SYDNEY, Oct. 14 (Xinhua) – A survey unveiled Thursday by the Australian Science Media Center (AusSMC) of 50 Australian scientists found that more than one in five had received some level of abuse or threats after being appeared in the media to talk about the COVID-19 pandemic. .
“Scientists are facing pandemic levels of abuse just to try and help us all understand COVID-19,” said Lyndal Byford, director of news and partnerships at AusSMC.
AusSMC compared these results with international data, in collaboration with the journal Nature, and found that the phenomenon was true for scientists around the world.
Fifteen percent of the 321 international scientists surveyed said they had received death threats after facing the media, and 22 percent said they had received threats of physical or sexual violence.
Byford said if the unpleasant trend continues, many scientists and experts, who have helped us guide and understand the pandemic, might think twice before speaking to the media.
“If the pundits take Naomi Osaka’s understandable approach and stop talking to the media, we’ll all be worse off,” Byford said.
About 40% of Australian scientists who responded and 60% of international scientists said trolling and personal attacks impacted their willingness to speak to the media in the future.

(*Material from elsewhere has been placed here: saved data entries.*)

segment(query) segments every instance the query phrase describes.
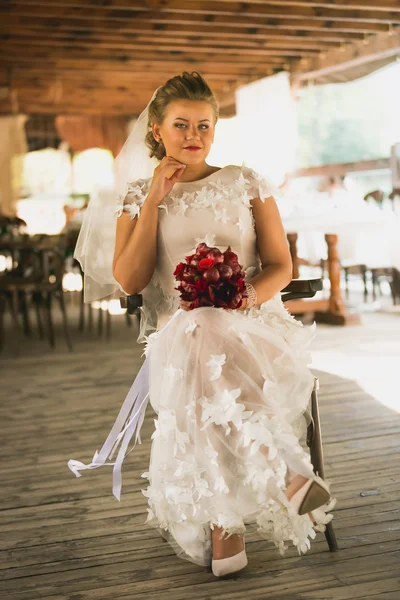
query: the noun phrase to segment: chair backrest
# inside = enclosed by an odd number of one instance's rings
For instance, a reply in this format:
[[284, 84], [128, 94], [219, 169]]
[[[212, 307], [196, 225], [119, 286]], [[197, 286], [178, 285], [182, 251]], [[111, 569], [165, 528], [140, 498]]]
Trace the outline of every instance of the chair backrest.
[[[289, 285], [281, 291], [282, 302], [313, 298], [318, 291], [322, 290], [322, 287], [322, 279], [292, 279]], [[140, 314], [143, 298], [141, 294], [121, 296], [119, 302], [121, 308], [127, 309], [128, 314]]]
[[43, 281], [51, 288], [59, 288], [65, 273], [66, 235], [42, 236], [35, 249], [42, 255]]
[[39, 234], [10, 239], [6, 244], [12, 253], [16, 268], [10, 276], [58, 287], [65, 270], [66, 236]]
[[382, 208], [383, 201], [385, 199], [385, 192], [383, 190], [373, 190], [372, 192], [365, 194], [364, 200], [367, 201], [368, 198], [372, 198], [375, 203]]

Professor Dominic Dwyer, director of NSW Health Pathology at Westmead Hospital and a member of the WHO expert team traveling to China on a mission to research the origins of COVID-19, said that scientists should be able to tell the general public about the virus without fear of being the target of the attack.
“We know that information on the origins of SARS-CoV-2 is still incomplete, but these gaps should not be used to support a political position, encourage the game of blame or criticize others, especially behind the anonymity of people. social media, ”he said. noted.
“It should be about how to move forward collaboratively to better answer questions.”